Zero

The last few months rendered me mute for a while. Trying to take in all that has been happening in Egypt – the attacks, the killings, the arrests, the abuse of justice on every level possible – and do what little I could to work against it somehow crippled my mind and tied my tongue. Thoughts and ideas only hit against walls, and bounced back to lie flat at the bottom of my brain. It all felt unsettlingly familiar.

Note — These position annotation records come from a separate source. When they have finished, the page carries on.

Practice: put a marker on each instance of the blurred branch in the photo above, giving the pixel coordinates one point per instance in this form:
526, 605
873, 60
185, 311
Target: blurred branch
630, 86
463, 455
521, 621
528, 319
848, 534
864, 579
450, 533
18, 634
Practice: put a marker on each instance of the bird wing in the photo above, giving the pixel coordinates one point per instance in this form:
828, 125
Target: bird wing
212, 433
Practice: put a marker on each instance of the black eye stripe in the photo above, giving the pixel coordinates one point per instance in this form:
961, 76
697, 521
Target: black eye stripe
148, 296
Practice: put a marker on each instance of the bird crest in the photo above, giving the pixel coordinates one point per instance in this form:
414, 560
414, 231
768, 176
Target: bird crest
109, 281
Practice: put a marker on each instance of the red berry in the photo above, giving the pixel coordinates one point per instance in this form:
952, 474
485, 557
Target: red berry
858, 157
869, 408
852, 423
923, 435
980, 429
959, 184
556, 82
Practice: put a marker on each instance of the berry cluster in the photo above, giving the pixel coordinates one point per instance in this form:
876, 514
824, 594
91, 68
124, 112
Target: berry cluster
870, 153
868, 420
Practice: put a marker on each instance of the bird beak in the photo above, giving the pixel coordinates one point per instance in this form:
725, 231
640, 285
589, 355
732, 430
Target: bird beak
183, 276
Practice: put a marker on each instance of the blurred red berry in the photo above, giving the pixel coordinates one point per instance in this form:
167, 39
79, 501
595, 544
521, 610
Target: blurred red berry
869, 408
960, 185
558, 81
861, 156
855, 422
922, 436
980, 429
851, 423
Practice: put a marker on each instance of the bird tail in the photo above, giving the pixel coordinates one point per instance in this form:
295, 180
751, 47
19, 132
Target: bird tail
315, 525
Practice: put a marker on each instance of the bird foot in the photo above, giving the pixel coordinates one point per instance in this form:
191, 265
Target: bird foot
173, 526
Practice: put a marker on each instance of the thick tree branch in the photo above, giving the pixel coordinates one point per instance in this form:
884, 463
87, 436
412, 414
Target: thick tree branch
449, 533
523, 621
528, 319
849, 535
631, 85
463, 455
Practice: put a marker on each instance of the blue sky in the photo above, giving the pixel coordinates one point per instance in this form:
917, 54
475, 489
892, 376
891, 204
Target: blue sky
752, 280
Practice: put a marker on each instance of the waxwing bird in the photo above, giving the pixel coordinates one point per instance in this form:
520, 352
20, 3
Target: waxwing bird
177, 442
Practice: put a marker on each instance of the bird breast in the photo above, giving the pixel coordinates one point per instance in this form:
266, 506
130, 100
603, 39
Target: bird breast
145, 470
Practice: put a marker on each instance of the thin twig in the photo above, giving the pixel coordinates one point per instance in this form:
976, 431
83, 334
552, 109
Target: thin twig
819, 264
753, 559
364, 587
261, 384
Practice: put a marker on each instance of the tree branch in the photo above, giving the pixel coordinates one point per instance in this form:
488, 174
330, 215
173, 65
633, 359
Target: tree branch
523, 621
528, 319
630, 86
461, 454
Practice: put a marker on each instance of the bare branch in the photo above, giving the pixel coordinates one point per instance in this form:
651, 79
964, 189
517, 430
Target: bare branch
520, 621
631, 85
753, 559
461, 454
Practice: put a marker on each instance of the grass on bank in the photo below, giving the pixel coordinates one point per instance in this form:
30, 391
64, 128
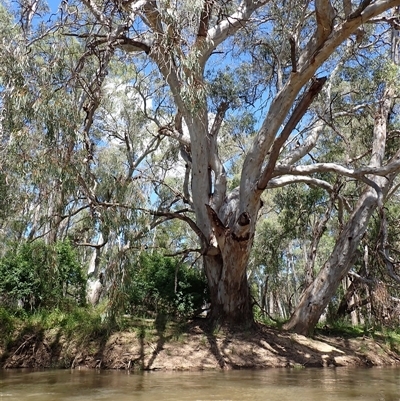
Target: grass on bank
87, 324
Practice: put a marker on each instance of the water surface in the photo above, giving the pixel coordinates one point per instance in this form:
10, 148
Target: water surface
263, 385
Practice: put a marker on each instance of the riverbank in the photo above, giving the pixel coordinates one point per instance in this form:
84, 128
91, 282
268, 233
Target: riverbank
149, 346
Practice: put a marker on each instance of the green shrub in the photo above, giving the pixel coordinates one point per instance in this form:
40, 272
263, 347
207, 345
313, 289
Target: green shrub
41, 276
161, 284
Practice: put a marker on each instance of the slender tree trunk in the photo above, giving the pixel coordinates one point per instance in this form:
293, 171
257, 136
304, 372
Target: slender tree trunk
317, 296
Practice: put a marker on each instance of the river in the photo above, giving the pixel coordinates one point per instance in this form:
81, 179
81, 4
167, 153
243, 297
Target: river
341, 384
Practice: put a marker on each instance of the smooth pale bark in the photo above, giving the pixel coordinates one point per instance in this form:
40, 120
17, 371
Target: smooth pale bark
317, 296
227, 221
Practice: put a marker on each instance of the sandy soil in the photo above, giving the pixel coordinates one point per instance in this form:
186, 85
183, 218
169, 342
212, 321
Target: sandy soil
195, 349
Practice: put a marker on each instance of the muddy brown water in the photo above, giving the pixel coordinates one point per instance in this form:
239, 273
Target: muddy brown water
341, 384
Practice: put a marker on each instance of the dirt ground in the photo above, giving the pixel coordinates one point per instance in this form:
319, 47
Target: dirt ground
195, 349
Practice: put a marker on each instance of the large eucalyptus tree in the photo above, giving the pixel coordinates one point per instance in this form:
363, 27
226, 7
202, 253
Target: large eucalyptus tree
302, 43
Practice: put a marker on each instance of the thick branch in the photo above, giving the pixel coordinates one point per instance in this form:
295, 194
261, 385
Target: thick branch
296, 116
392, 167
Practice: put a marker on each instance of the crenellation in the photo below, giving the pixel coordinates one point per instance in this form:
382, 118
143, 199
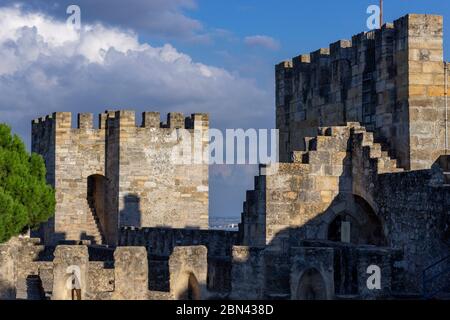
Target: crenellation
85, 121
175, 120
151, 120
363, 181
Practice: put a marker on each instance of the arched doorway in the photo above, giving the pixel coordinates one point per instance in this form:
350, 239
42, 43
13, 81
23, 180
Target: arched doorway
357, 224
96, 188
191, 288
311, 286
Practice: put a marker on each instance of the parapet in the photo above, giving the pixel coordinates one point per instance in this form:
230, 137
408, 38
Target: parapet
126, 118
411, 25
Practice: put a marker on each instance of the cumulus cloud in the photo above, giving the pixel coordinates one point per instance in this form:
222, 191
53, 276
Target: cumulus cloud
48, 67
165, 18
262, 41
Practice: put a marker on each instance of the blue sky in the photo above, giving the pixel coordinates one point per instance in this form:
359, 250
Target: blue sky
142, 53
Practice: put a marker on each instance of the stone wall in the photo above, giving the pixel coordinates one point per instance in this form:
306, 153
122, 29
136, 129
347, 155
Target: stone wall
188, 272
248, 273
390, 80
160, 243
345, 176
153, 189
120, 174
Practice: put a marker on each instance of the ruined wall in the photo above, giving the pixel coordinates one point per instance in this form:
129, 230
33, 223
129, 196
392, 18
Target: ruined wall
131, 273
37, 272
390, 80
248, 273
160, 243
346, 177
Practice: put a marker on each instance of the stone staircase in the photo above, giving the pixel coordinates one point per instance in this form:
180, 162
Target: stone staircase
336, 138
93, 229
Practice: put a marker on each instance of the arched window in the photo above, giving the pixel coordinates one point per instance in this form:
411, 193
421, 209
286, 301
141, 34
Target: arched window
357, 224
311, 286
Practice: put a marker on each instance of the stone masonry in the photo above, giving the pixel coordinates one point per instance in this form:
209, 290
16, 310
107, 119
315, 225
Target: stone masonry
363, 184
121, 175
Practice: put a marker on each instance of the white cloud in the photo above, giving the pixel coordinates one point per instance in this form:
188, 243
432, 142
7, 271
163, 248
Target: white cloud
46, 67
262, 41
166, 18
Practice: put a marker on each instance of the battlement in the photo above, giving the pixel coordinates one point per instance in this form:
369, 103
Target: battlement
379, 78
126, 118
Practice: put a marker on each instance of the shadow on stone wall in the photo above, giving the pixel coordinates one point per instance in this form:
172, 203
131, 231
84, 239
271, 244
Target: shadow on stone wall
131, 214
327, 256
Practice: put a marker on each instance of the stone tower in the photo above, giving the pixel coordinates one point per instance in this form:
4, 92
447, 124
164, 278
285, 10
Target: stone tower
120, 175
390, 80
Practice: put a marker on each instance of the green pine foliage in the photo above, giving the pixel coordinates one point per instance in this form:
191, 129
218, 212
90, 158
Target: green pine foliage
26, 199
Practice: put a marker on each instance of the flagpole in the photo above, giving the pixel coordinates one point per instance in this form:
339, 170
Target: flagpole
381, 14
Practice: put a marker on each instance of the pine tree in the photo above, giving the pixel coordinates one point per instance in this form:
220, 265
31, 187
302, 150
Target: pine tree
26, 199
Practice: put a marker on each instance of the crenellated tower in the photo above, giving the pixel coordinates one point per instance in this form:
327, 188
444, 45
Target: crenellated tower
390, 80
120, 174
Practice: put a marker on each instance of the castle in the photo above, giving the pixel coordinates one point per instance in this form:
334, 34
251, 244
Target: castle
363, 181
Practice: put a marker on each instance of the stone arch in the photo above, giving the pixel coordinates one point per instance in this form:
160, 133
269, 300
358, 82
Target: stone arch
96, 189
311, 286
188, 287
365, 226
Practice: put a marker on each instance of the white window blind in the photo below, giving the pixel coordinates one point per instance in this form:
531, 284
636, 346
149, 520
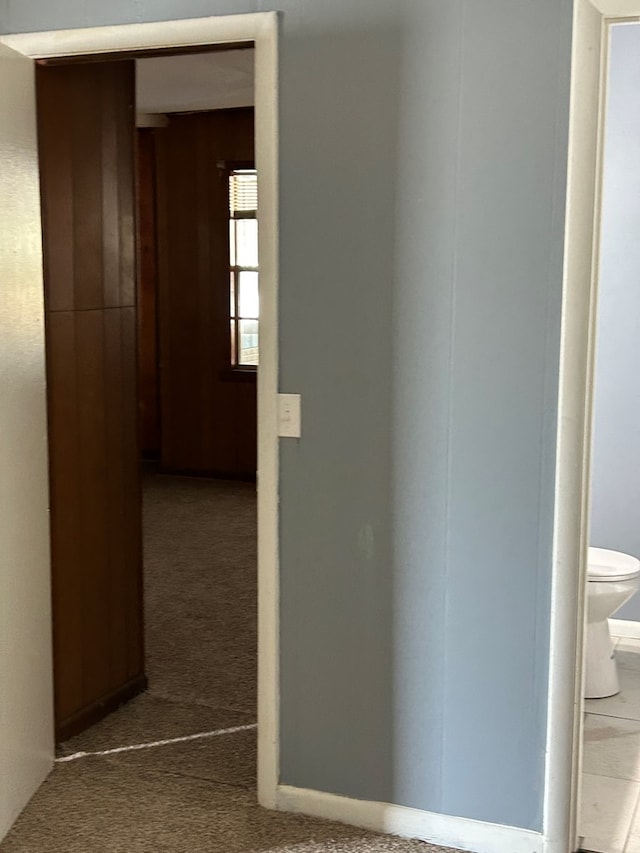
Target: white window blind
243, 193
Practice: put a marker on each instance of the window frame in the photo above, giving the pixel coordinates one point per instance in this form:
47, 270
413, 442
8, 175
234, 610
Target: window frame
235, 370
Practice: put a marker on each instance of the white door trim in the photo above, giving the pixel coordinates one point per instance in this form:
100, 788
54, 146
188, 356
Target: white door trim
262, 29
572, 498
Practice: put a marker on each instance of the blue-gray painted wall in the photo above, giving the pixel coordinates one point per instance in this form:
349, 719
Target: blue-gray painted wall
615, 486
423, 168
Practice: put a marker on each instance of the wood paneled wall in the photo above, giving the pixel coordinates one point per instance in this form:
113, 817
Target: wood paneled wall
208, 416
147, 287
86, 137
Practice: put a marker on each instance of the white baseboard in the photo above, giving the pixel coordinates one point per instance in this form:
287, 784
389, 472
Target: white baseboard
448, 831
624, 628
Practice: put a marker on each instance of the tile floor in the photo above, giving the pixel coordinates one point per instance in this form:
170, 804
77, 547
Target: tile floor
610, 808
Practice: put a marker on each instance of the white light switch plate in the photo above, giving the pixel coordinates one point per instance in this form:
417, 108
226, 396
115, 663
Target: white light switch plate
289, 415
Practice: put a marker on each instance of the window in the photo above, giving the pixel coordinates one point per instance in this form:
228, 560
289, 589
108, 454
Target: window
243, 262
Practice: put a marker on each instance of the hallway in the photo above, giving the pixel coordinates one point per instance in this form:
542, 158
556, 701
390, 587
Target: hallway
195, 794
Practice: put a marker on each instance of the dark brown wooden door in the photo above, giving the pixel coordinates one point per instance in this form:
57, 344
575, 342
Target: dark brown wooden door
86, 132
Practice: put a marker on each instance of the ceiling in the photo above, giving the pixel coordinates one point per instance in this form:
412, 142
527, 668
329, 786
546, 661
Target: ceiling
198, 81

But here I am again, writing about the fight against sexual harassment in Egypt. There was a moment, around this time last year, when I thought we could be on the cusp of something great: I was hoping, dreaming, of a war. For months, independent volunteer groups had been battling mob assaults against women at protests in Tahrir – there had been blood, trauma, camaraderie, media and propaganda campaigns, drills, recruitment. What I wanted and thought possible was to take that ethos and expand it into something larger, that could ripple through society in various figurations, from the artistic to the militant, but always acting upon the same core idea: zero tolerance.

Zero, because years of being a woman have taught me that even though this might not be the primary way in which I define and see myself in any given situation, it is how most people around me will see me. And that the surrounding presumptions mean that I have to watch how I sit, dress, smell, talk, laugh, make eye contact, eat, pay, walk, smile and frown in an energy-zapping way that most men cannot imagine. That there is a spectrum between Manly/Bossy and Provocative/Loose on which women are constantly sliding. That it is easier to play by their rules than to try and shatter this way of seeing things, in which women are constantly spinning on an axis of male perceptions, needs, desires. That ignoring this ubiquitous lens will in no way protect you from it. That it is this way of seeing things which allows violence, and means that men in positions of authority such as Cairo University President Gaber Nassar will blame the target of a sexual assault for her clothing, whatever it may be.

I’m often told that things really are not so bad, that women should just get on with it. That at least now women can drive and work and travel and ask for divorce. A friend of mine broke her teeth when she was younger and she passed out on the street, literally fainted from a white rage after spending too long dodging and fighting a man driving a car who was masturbating and harassing her as she waited for a bus. I have been filled with shame after running into friends near my house downtown, where I was walking with my head to the floor like some downtrodden wretch, trying to tune out rather than shout or argue with a group of lewd men. A close childhood friend confided incest. Another friend confided FGM. So many confided rape. Things are not so bad.

My hopes for a feminist uprising to lurch Egypt forward in a messy, imperfect, but ultimately positive way now seem part of a different time, before the great recalibration of possibilities, plans, and tactics that last summer brought about. But more than any other fight or cause this is still the one that sits, unbudging, in my heart and mind. This is in part because it is deeply personal – but beyond this, it is tied up with every other battle for social justice that we will have to face. Military dominance, political corruption, and the ills of the justice system and capitalism are all inherently patriarchal, depend on patriarchy in order to survive.

Things are bad. Admitting that and allowing ourselves to see it clearly is the first step to finding change.